LiAngelo Ball is the brother of the high-profile Los Angeles Lakers’ point guard Lonzo Ball, arguably the most hyped rookie sensation since LeBron James entered the league in 2003. The attention-seeking and boisterous Lavar Ball, the patriarch off the Ball family, has helped to exponentially raised the profile of his three basketball playing sons — but with that has come significantly higher levels of scrutiny as we witnessed with the shoplifting case in a foreign country.

The trio’s return came hours after President Donald Trump spoke with Chinese President Xi Jinping about the three players. Trump said he was hopeful that they would be allowed to return home after he had a long conversation with the Chinese ruler.


They’re working on it right now,” Trump told reporters in the Philippines as he prepared to return to Washington after a nearly two-week visit to Asia that included an earlier stop in Beijing.

“He’s been terrific,” Trump said, in an apparent reference to Jinping.

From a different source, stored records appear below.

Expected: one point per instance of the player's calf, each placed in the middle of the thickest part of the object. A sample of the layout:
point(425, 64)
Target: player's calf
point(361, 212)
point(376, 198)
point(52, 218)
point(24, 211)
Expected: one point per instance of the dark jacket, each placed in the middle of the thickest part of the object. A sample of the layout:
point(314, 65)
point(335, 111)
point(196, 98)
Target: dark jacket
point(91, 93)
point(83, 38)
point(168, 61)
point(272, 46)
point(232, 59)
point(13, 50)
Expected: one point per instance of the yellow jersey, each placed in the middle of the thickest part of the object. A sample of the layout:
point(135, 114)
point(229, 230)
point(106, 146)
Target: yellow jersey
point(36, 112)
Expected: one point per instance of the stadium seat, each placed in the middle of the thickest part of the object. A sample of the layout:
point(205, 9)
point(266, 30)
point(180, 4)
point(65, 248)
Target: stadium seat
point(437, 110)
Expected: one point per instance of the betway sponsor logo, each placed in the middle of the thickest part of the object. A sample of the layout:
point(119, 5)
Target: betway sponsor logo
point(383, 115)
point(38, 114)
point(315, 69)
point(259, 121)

The players were accosted by Chinese authorities last week about allegedly stealing sunglasses from a Louis Vuitton store adjacent to the team’s hotel in Hangzhou. The Bruins left for Shanghai to face Georgia Tech on Saturday. The accused players were released on bail on Wednesday, Nov. 8, 2017, and have been staying at an undisclosed lakeside hotel in Hangzhou since then.

An anonymous U.S. official told The Washington Post that charges against the three players have been reduced.

Another source shared with ESPNArash Markazi that surveillance cameras captured the players shoplifting from three stores inside a high-end shopping center, which houses Louis Vuitton, Gucci, Yves Saint Laurent and Salvatore Ferragamo stores.

UCLA Bruins head coach Steve Alford declined to answer any questions about the three players after the team’s win over the Georgia Tech Yellow Jackets.

There is no word yet on what disciplinary action the players will face from either the NCAA or the UCLA Bruins, or both.

One thing is for sure: the three players should consider themselves very lucky. By allegedly picking up a pair of sunglasses, they could have spent up to 10 years in a foreign prison — and in a communist country at that.